Instantly share code, notes, and snippets.

@evancz
Last active April 2, 2024 20:16
Show Gist options
  • Star 4 You must be signed in to star a gist
  • Fork 0 You must be signed in to fork a gist
  • Save evancz/07436448b7d6c947f21742dab46d1218 to your computer and use it in GitHub Desktop.
Save evancz/07436448b7d6c947f21742dab46d1218 to your computer and use it in GitHub Desktop.
Recursive values in Elm

Recursive Values

In a functional language, writing recursive functions is common, but it is also possible to write recursive values. Here is a simple example of a recursive value:

ones = 1 :: ones

This is an infinite loop. We just keep growing the ones list to infinity. So #873 logged folks running into this and made it an error. This was especially nice for cases like x = x + 1 where folks were expecting Elm to allow mutation.

It turns out it is more complicated than this, and #1591 logs some reports that came after the initial detection of recursive values.

Problem

Building mutually recursive values is really nice in the context of Json.Decode.Decoder, Random.Generator, Parser.Parser, etc. where you have values that describe some computation you may want to use or combine with others. Most Elm users have probably seen this with recursive JSON decoders, but I see it with recursive parsers like this.

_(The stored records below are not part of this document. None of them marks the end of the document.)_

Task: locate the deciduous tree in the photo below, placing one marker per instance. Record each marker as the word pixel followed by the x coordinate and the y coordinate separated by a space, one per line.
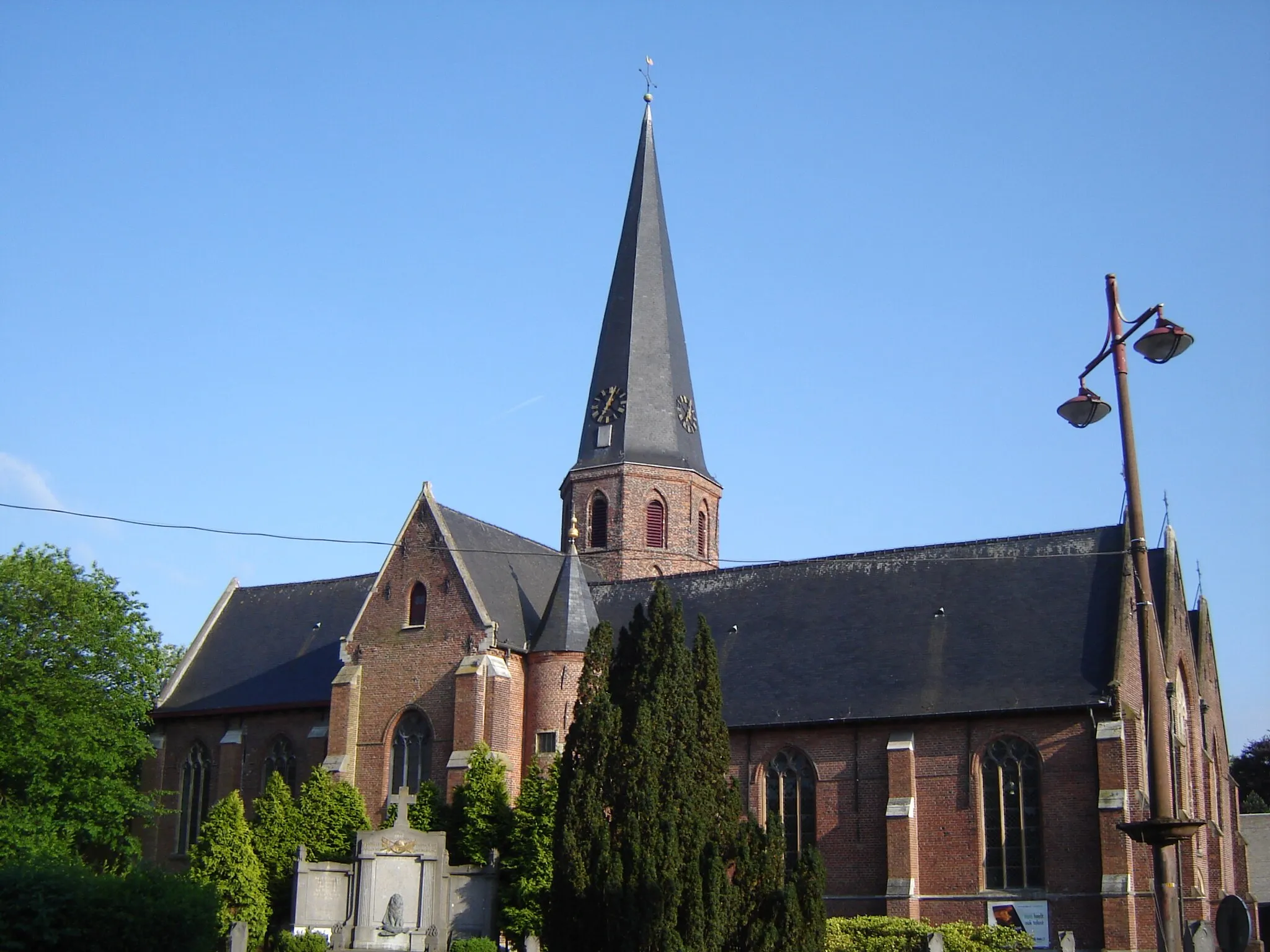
pixel 81 668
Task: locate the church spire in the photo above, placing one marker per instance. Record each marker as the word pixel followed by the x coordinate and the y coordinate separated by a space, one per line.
pixel 641 408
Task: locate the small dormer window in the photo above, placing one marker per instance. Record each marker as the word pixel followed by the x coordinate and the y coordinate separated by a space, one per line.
pixel 418 604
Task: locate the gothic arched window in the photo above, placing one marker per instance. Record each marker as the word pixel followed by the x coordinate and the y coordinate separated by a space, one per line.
pixel 791 799
pixel 419 604
pixel 1011 815
pixel 654 524
pixel 196 788
pixel 600 522
pixel 412 752
pixel 281 759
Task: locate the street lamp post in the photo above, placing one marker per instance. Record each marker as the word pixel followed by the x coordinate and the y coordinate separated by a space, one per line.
pixel 1162 831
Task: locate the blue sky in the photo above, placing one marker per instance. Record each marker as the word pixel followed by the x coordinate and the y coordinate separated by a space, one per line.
pixel 270 267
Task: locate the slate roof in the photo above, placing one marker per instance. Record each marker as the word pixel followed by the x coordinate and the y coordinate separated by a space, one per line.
pixel 571 615
pixel 642 348
pixel 516 587
pixel 997 625
pixel 271 646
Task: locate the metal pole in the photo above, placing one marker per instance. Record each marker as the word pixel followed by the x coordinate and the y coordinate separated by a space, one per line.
pixel 1152 649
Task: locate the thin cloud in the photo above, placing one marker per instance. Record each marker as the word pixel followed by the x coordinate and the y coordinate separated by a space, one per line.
pixel 520 407
pixel 22 478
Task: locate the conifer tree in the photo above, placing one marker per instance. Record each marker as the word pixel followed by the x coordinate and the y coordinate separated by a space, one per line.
pixel 331 815
pixel 575 918
pixel 275 837
pixel 482 811
pixel 225 860
pixel 526 867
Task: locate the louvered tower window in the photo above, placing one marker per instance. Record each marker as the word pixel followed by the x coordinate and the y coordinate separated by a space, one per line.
pixel 419 604
pixel 598 522
pixel 654 524
pixel 1011 815
pixel 791 799
pixel 412 752
pixel 281 759
pixel 196 788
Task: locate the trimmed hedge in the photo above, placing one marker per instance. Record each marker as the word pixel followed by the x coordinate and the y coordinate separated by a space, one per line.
pixel 63 907
pixel 883 933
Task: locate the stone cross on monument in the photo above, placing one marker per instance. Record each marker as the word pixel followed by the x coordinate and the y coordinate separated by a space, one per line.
pixel 403 799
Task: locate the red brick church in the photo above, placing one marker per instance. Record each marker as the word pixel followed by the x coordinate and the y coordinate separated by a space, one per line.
pixel 953 725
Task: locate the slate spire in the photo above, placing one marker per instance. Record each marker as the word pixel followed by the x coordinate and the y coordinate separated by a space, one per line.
pixel 641 408
pixel 571 612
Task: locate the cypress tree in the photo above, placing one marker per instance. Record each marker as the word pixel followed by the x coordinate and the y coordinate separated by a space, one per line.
pixel 224 858
pixel 275 837
pixel 577 915
pixel 331 815
pixel 526 867
pixel 482 811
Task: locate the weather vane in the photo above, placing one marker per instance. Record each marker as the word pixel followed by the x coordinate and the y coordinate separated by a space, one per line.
pixel 649 86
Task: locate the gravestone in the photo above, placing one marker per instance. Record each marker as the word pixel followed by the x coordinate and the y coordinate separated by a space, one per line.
pixel 399 892
pixel 238 937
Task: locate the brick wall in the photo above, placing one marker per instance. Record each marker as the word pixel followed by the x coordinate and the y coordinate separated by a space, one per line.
pixel 628 489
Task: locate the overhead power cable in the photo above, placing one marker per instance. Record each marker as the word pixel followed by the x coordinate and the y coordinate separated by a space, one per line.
pixel 864 558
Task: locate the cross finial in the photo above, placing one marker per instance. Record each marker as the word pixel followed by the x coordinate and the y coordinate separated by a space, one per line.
pixel 403 799
pixel 647 73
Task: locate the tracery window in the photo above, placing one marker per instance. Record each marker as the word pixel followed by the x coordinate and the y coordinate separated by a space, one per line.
pixel 419 604
pixel 600 522
pixel 654 524
pixel 412 752
pixel 791 799
pixel 1011 815
pixel 196 788
pixel 281 759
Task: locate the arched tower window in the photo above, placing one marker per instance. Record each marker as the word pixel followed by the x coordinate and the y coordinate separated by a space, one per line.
pixel 196 788
pixel 419 604
pixel 1011 815
pixel 791 799
pixel 281 759
pixel 654 524
pixel 412 752
pixel 598 521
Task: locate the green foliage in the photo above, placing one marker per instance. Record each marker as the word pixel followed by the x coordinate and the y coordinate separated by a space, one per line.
pixel 477 945
pixel 482 814
pixel 427 813
pixel 526 867
pixel 1251 771
pixel 649 851
pixel 1254 804
pixel 331 814
pixel 287 941
pixel 81 668
pixel 881 933
pixel 68 907
pixel 276 837
pixel 225 860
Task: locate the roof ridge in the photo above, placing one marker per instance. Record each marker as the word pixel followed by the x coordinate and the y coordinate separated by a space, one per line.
pixel 881 552
pixel 308 582
pixel 508 532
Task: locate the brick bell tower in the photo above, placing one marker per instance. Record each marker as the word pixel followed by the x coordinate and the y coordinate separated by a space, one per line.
pixel 642 494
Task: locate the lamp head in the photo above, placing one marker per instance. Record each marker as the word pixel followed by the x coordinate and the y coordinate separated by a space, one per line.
pixel 1083 409
pixel 1163 342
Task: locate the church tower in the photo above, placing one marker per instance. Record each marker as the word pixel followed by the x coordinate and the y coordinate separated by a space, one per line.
pixel 641 491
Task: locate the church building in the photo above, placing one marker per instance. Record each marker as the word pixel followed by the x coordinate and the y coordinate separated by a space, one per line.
pixel 956 726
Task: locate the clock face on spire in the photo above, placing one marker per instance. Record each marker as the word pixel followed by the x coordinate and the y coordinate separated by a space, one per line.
pixel 687 413
pixel 610 404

The example from #1529 is a bit odd, but it demonstrates the core problem:

import Random

rollIf : Bool -> Random.Generator Int
rollIf b =
  if b then
    Random.int 1 6
  else
    rollAgain

rollAgain : Random.Generator Int
rollAgain =
  roll

roll : Random.Generator Int
roll =
  Random.bool
    |> Random.andThen rollIf

If I say Random.generate identity roll it will keep rolling booleans until one is True, and then generate an integer between 1 and 6.

These definitions all depend on each other, forming a cycle:

cycle

The problem is, what order do we generate the definitions? There are many possible orders, but only one works:

// BAD ORDER - because `roll` is not defined yet
var rollIf = function(b) { return b ? _Random_int(1,6) : rollAgain; };
var rollAgain = roll;  // RUNTIME ERROR!
var roll = _Random_andThen(_Random_bool, rollIf);

// BAD ORDER - because `rollIf` is not defined yet
var roll = _Random_andThen(_Random_bool, rollIf); // RUNTIME ERROR!
var rollIf = function(b) { return b ? _Random_int(1,6) : rollAgain; };
var rollAgain = roll;

// GOOD ORDER
var rollIf = function(b) { return b ? _Random_int(1,6) : rollAgain; };
var roll = _Random_andThen(_Random_bool, rollIf);
var rollAgain = roll;

Based on the examples here and ones I have constructed in thinking about it, I believe it is impossible (in general) to figure out if a good order exists, and if so, what it is. I assume someone can reduce this to some sort of NP problem.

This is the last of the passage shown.